For younger employees, the possibility of an enjoyable retirement is dwindling.
According to a study by Aon Hewitt, Generation Y workers can expect stagnant wages, job insecurity and a steady decline in pension plan and retiree medical benefits. The survey indicated that anyone between the age of 18 and 30 may be most at risk from these trends despite having the most amount of time to save.
Because of lack of participation in defined contribution plans, low savings rates and high rates of cashouts, 80% of Gen Y employees will not meet all of their financial needs in retirement unless they significantly improve their saving and investing behaviors.
Aon Hewitt projects Gen Y workers will need to save 18.7 times their final pay in retirement resources, including Social Security, employer-provided defined benefit and defined contribution plans and employee savings, to maintain their current standard of living in retirement. Yet the research indicated that Gen Y employees are only on track to accumulate 12.4 times their final pay.

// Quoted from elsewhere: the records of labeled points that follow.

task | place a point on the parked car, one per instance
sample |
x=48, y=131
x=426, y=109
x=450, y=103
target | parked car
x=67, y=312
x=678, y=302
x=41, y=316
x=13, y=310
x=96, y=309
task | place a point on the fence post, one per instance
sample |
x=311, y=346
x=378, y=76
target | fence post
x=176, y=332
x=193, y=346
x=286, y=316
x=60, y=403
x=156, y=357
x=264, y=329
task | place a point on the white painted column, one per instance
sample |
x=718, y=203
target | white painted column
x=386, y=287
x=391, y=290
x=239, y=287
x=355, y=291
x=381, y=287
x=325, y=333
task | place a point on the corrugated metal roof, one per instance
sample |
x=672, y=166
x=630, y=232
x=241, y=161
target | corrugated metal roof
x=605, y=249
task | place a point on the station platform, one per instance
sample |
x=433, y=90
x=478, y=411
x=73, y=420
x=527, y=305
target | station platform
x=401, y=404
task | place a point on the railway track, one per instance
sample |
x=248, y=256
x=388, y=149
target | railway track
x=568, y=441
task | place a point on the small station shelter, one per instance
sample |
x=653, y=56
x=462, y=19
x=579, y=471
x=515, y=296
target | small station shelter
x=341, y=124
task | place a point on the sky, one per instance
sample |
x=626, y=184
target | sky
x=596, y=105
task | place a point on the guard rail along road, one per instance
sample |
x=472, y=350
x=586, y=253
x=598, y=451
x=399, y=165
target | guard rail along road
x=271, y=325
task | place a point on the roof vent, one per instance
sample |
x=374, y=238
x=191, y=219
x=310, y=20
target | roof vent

The situation is even bleaker for employees without a pension plan, who have a shortfall of eight times pay.
According to Aon Hewitt, there are many reasons for these shortfalls, including rising health care costs, increased life expectancy and the emergence of defined contribution plans as the primary retirement savings vehicle, but the biggest factor is Gen Y is saving less and spending more. According to the study, only half of Gen Y workers participate in a defined contribution plan, and those that do save, only put aside 5.3% of their salary, and 41% don't save enough to receive the entire employer-provided match.
Even if Gen Y employees begin saving early, the research indicated that most cash out their savings well before retirement. Nearly 60% cash out their retirement savings when changing jobs.